Médicaments très prescrits dans les pays occidentaux (et encore plus depuis la crise du Covid-19), les antidépresseurs pourraient rendre significativement moins sensibles au plaisir, en plus de réduire les émotions négatives.
Peut-on toujours se fier aux antidépresseurs visant la sérotonine (ISRS) ? Alors qu’une étude d’août 2022 révélait qu’ils n’étaient efficaces que chez peu de personnes – et qu’ils ne feraient pas mieux qu’un placebo dans 85% des cas – une nouvelle recherche publiée le 23 janvier dans la revue Neuropsychopharmacology a montré que les antidépresseurs pouvaient causer un «émoussement émotionnel» chez les patients, soit une diminution de leur sensibilité face aux événements négatifs mais aussi positifs. Un effet secondaire souvent signalé par les patients après la prise d’inhibiteurs sélectifs de la recapture de la sérotonine (ISRS). «D’une certaine manière, cela peut être en partie la façon dont ils fonctionnent, affirme le Pr Barbara Sahakian, auteure principale de l’étude. Ils enlèvent une partie de la douleur émotionnelle que ressentent les personnes qui souffrent d’une dépression, mais malheureusement, il semble qu’ils enlèvent également une partie du plaisir.»
Les chercheurs ont recruté une équipe de 66 volontaires sains : 32 ont reçu de l’escitalopram et les 34 autres ont reçu un placebo. Après avoir pris le traitement pendant au moins 21 jours, les participants ont rempli un questionnaire d’auto-évaluation et ont surtout subi une série de tests cognitifs évaluant l’apprentissage, l’inhibition, la mémoire ou encore la prise de décision.
Pas d’impact sur la cognition
Dans la majorité des tests concernant la cognition dite «froide» – soit l’attention ou la mémoire, le médicament n’a fait aucune différence. Aucun changement non plus sur la cognition «à chaud», celle impliquant nos émotions. «Le médicament ne fait rien de négatif sur la cognition et de ce point de vue, c’est très bien», rassure la Pre Sahakian.

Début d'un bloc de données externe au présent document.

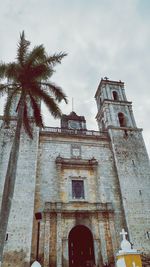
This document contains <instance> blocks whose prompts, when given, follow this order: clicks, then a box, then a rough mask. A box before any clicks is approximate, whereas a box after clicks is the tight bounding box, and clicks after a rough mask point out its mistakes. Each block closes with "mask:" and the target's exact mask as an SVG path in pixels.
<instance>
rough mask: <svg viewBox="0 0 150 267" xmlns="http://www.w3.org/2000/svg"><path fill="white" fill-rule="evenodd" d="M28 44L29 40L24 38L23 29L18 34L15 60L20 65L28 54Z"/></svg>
mask: <svg viewBox="0 0 150 267" xmlns="http://www.w3.org/2000/svg"><path fill="white" fill-rule="evenodd" d="M29 46H30V42H29V41H27V40H26V39H25V34H24V31H23V32H22V33H21V34H20V41H19V43H18V49H17V60H18V62H19V64H20V65H21V66H23V65H24V62H25V60H26V57H27V54H28V48H29Z"/></svg>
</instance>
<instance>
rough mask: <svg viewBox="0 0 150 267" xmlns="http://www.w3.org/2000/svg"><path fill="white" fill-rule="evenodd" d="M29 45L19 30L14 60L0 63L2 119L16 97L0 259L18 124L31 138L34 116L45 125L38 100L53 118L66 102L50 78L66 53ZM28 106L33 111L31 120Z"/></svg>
mask: <svg viewBox="0 0 150 267" xmlns="http://www.w3.org/2000/svg"><path fill="white" fill-rule="evenodd" d="M29 47H30V42H29V41H27V40H26V39H25V34H24V32H22V33H21V35H20V40H19V43H18V47H17V58H16V61H15V62H11V63H7V64H5V63H0V94H1V95H3V94H6V96H7V99H6V104H5V106H4V122H5V123H6V124H9V121H10V112H11V108H12V104H13V103H14V101H16V99H18V104H17V108H16V110H15V111H16V117H17V121H16V129H15V134H14V139H13V144H12V148H11V152H10V156H9V161H8V167H7V172H6V177H5V184H4V189H3V197H2V204H1V211H0V242H1V243H0V262H2V255H3V249H4V242H5V236H6V231H7V225H8V219H9V214H10V209H11V200H12V198H13V193H14V187H15V179H16V169H17V160H18V156H19V145H20V135H21V128H22V127H24V129H25V131H26V133H27V134H28V136H29V137H30V138H33V129H32V123H33V118H34V122H35V124H36V126H38V127H42V128H43V127H44V122H43V119H42V114H41V110H40V105H39V103H40V101H41V100H42V101H43V102H44V103H45V104H46V106H47V107H48V109H49V111H50V113H51V114H52V116H53V117H55V118H57V117H60V116H61V110H60V108H59V102H61V101H62V100H64V101H65V102H66V103H67V98H66V95H65V94H64V92H63V91H62V89H61V88H60V87H58V86H57V85H55V84H53V83H51V82H50V81H49V78H50V77H51V76H52V74H53V72H54V66H55V65H56V64H57V63H61V60H62V58H63V57H64V56H66V54H65V53H59V54H54V55H52V56H48V55H47V53H46V51H45V48H44V46H43V45H39V46H36V47H34V48H33V49H32V50H30V49H29ZM29 109H32V111H33V118H32V121H31V115H30V114H29Z"/></svg>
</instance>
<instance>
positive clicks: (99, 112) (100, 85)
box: [95, 78, 136, 131]
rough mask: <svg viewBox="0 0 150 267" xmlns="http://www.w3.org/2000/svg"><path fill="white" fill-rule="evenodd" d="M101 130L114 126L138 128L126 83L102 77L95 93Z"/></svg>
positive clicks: (109, 127) (95, 98)
mask: <svg viewBox="0 0 150 267" xmlns="http://www.w3.org/2000/svg"><path fill="white" fill-rule="evenodd" d="M95 99H96V103H97V108H98V113H97V116H96V119H97V122H98V126H99V130H100V131H102V130H106V129H109V128H111V127H114V128H120V127H121V128H124V129H126V128H136V123H135V120H134V116H133V112H132V102H129V101H128V100H127V98H126V95H125V90H124V83H123V82H121V81H110V80H108V78H105V79H101V82H100V84H99V86H98V89H97V92H96V94H95Z"/></svg>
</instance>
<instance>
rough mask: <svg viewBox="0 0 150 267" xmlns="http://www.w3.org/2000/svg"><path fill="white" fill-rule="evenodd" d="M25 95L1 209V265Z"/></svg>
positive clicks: (4, 186)
mask: <svg viewBox="0 0 150 267" xmlns="http://www.w3.org/2000/svg"><path fill="white" fill-rule="evenodd" d="M23 97H24V96H23V94H22V95H21V98H20V104H19V108H18V117H17V125H16V130H15V136H14V140H13V144H12V148H11V152H10V156H9V162H8V167H7V172H6V177H5V183H4V189H3V196H2V204H1V211H0V266H1V264H2V260H3V250H4V244H5V238H6V233H7V226H8V220H9V214H10V210H11V203H12V199H13V194H14V188H15V180H16V170H17V161H18V157H19V146H20V136H21V126H22V118H23V110H24V105H23Z"/></svg>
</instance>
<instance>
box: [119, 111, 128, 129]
mask: <svg viewBox="0 0 150 267" xmlns="http://www.w3.org/2000/svg"><path fill="white" fill-rule="evenodd" d="M118 119H119V124H120V127H126V126H127V125H126V119H125V115H124V114H123V113H122V112H119V113H118Z"/></svg>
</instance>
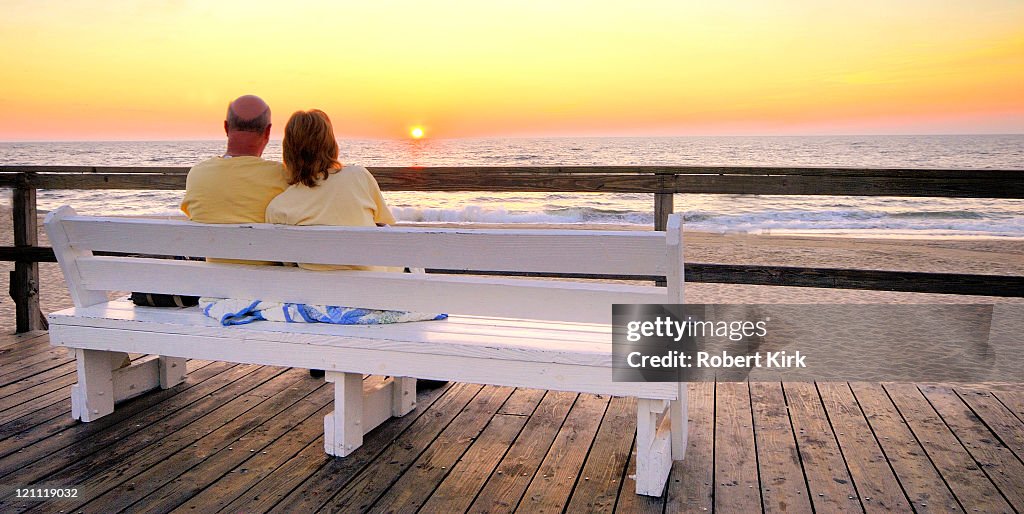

Néanmoins, une moindre sensibilité à l’apprentissage par renforcement (soit la façon dont nous apprenons à partir de commentaires qui nous sont faits sur nos actions) a été constatée. Concrètement, les chercheurs ont donné le choix entre deux options, A ou B. Choisir A entraînerait une récompense quatre fois sur cinq, alors que choisir B n’est récompensé qu’une fois sur cinq. Au bout de plusieurs tours, les volontaires apprennent à comprendre quel est le bon choix : au bout d’un moment, les choix sont inversés et les participants devaient alors apprendre la nouvelle règle. Constat : les patients sous ISRS étaient en moyenne plus lents à réagir à ces changements et étaient moins susceptibles d’utiliser les commentaires positifs ou négatifs pour guider leur apprentissage. Les volontaires prenant l’antidépresseur signalaient également qu’ils avaient plus de difficultés à atteindre l’orgasme lors de relations sexuelles : autre effet secondaire souvent rapporté
Une aide pour les patients qui hésitent
Une information qui pourrait aider les patients à faire des choix plus éclairés, mais qui n’enlève en rien leur efficacité aux antidépresseurs. «Il ne fait aucun doute que les antidépresseurs sont bénéfiques» pour de nombreux patients, a confirmé Barbara Sahakian.
L’étude fait état de 60% des volontaires sains qui seraient devenus moins sensibles aux réactions positives et négatives après avoir suivi le traitement. Un chiffre qui «pourrait être une surestimation», selon Catherine Hamer de l’Université d’Oxford, ajoutant qu’il ne faut pas se priver d’antidépresseurs si on en a besoin. «Mon inquiétude est que les gens voient cela et pensent que le message est de ne pas prendre de médicaments. C’est exactement le genre de travail dont nous avons besoin, mais cela n’affecte pas tout le monde – chacun est unique et les traitements restent thérapeutiques», a-t-elle conclu au Guardian.